One thing that allows this is a clear visual understanding of how parallel real-world processes can be represented by the parallel processing of multi-core computer GPUs. “This way, the diagram can represent a function and reveal how to best perform it on the GPU.”
The “caution” algorithm is an important phase of serialized blocks that are used in deep learning algorithms that require general contextual information and make up large-scale language models such as ChatGPT. Flashattention is an optimization that took years to develop, but has improved the speed of attentional algorithms by six times.
Zardini applies the method to established flash broadcasting algorithms, saying, “here we can literally derive from a napkin.” He then adds, “OK, maybe it’s a big napkin.” However, to drive the point about how simple their new approach can simplify addressing these complex algorithms, they praised the formal research paper “The Flash Tinning of Napkins.”
This method “in contrast to the general method, it can derive optimization very quickly,” Abbott said. They first applied this approach to existing flash broadcasting algorithms and tested its effectiveness, but “now we want to use this language to automate the detection of improvements,” says Lids’ principal investigator, as well as Rudge and Nancy Allen, assistant professor at Civil and Environmental Engineering, working with the Society’s association.
The plan is ultimately to develop software to the point where “students upload code and use new algorithms to automatically detect what can be improved and what can be optimized, and return an optimized version for the user.”
In addition to automating algorithm optimization, Zardini points out that a strong analysis of how deep learning algorithms relate to hardware resource usage allows for systematic co-design of hardware and software. This series of work is integrated with Zardini’s focus on co-designing of categories. Category co-design uses tools from category theory to simultaneously optimize the various components of the engineering system.
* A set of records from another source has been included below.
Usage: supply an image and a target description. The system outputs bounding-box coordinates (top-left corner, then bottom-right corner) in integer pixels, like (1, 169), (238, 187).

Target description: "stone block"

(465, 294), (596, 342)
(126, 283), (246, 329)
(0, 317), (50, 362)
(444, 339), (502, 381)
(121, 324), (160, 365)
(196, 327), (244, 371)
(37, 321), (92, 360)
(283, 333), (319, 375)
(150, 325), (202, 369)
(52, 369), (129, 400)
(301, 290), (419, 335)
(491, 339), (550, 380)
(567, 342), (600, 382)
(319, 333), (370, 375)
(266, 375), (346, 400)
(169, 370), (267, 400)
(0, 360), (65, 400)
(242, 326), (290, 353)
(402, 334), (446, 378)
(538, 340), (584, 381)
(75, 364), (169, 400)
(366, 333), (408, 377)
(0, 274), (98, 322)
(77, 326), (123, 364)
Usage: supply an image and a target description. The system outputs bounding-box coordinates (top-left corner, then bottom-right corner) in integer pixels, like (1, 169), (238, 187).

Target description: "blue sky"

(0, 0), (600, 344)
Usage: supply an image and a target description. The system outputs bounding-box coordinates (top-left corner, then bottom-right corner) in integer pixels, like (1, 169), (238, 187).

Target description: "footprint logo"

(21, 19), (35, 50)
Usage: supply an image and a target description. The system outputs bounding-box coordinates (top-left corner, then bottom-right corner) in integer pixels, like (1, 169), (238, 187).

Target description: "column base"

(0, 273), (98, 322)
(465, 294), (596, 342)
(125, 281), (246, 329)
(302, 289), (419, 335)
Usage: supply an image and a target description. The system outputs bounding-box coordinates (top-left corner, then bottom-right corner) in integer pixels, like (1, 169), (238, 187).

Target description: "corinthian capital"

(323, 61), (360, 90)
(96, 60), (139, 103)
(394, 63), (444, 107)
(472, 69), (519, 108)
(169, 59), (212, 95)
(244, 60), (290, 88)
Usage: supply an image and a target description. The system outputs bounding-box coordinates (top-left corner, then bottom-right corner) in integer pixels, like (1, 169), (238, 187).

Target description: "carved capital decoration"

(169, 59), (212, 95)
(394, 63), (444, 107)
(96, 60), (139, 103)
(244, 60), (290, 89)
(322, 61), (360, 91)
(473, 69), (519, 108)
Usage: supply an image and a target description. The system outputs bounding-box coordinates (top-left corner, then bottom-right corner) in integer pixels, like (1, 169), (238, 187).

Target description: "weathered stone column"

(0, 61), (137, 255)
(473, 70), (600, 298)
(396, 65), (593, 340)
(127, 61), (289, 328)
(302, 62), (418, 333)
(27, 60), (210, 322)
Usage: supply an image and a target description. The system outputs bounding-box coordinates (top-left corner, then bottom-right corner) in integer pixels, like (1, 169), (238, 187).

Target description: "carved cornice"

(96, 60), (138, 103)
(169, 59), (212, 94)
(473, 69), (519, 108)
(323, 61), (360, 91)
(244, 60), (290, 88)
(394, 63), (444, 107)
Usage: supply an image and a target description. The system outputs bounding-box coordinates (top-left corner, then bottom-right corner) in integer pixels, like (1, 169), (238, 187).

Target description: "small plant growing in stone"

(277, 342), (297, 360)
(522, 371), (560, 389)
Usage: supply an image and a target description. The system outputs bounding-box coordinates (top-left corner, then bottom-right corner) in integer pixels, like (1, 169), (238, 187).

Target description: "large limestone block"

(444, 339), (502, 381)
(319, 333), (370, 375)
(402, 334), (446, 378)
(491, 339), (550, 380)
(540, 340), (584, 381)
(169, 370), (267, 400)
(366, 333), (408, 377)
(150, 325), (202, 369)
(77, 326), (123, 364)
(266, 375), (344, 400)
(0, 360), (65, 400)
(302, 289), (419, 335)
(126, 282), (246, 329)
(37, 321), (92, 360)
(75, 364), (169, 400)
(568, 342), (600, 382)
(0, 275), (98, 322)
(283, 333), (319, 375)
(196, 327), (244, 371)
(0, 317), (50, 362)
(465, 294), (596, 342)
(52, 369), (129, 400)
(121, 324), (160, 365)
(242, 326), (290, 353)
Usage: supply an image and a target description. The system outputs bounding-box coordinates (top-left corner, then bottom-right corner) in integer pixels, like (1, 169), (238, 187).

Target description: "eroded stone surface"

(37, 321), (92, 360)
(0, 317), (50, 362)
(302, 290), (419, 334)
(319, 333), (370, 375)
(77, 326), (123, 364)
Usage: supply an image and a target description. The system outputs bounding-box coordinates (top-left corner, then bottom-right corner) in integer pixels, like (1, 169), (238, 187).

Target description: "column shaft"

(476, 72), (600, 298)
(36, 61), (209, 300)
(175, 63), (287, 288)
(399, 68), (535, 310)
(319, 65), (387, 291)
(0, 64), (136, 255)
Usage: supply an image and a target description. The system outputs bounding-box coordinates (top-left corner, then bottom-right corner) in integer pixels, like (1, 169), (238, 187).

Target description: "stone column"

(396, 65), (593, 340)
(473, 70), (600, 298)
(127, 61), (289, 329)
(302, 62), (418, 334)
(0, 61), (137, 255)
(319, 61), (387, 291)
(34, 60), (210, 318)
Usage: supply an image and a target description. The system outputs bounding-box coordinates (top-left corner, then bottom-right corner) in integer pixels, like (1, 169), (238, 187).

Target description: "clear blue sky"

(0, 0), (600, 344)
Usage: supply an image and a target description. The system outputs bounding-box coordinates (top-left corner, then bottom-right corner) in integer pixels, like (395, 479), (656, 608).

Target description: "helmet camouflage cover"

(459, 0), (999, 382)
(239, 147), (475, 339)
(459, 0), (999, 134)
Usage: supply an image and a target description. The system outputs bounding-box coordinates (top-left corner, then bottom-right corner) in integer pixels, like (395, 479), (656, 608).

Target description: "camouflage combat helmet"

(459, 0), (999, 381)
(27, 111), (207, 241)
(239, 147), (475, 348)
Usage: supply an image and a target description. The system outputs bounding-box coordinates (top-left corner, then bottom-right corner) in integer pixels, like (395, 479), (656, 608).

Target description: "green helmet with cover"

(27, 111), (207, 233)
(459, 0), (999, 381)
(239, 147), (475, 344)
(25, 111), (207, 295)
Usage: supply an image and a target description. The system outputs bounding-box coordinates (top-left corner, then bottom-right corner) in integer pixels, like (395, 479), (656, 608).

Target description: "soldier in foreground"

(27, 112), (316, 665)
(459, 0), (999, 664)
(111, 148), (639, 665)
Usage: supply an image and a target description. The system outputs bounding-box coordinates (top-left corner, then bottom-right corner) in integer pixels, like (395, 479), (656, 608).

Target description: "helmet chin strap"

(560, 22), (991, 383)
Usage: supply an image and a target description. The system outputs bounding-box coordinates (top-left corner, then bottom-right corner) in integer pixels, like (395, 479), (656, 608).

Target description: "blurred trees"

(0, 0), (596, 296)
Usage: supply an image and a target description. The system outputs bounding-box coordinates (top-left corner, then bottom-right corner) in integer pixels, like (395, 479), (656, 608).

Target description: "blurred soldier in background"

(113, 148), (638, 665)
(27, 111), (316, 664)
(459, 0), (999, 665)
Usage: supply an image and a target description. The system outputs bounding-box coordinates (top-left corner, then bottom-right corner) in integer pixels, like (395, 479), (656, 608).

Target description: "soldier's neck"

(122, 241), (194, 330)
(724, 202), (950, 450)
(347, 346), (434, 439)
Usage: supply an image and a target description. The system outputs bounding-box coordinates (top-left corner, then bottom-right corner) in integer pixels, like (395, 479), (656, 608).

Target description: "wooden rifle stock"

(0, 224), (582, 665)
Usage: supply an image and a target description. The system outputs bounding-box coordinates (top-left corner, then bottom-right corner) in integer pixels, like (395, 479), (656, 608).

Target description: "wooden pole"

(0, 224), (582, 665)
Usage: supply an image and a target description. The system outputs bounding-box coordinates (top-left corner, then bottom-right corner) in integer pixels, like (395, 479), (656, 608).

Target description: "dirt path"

Abbott said, “I don’t think this whole area of optimized deep learning models has been highly critically condemned. That’s why these diagrams are so exciting. They open the door to a systematic approach to this issue.”
“I was very impressed with the quality of this research. …The new approach to schematizing the deep learning algorithms used in this paper can be a very important step.” “This paper is the first time I have seen such a notation used to deeply analyze the performance of deep learning algorithms on real-world hardware. …The next step is to see if we can achieve real performance improvements.”
“This is a beautifully executed theoretical study, a trait rarely found in this type of paper, Petar Velickovic, lecturer at the University of Cambridge, said: “These researchers are clearly great communicators and can’t wait to see what they come up with next!”
The new diagram-based language posted online has already attracted a lot of attention and interest from software developers. A reviewer of Abbott’s previous paper, who presented the diagram, said, “The proposed neural diagram looks great from an artistic perspective (as far as I can judge this). “It’s technical research, but it’s flashy!” Zardini says.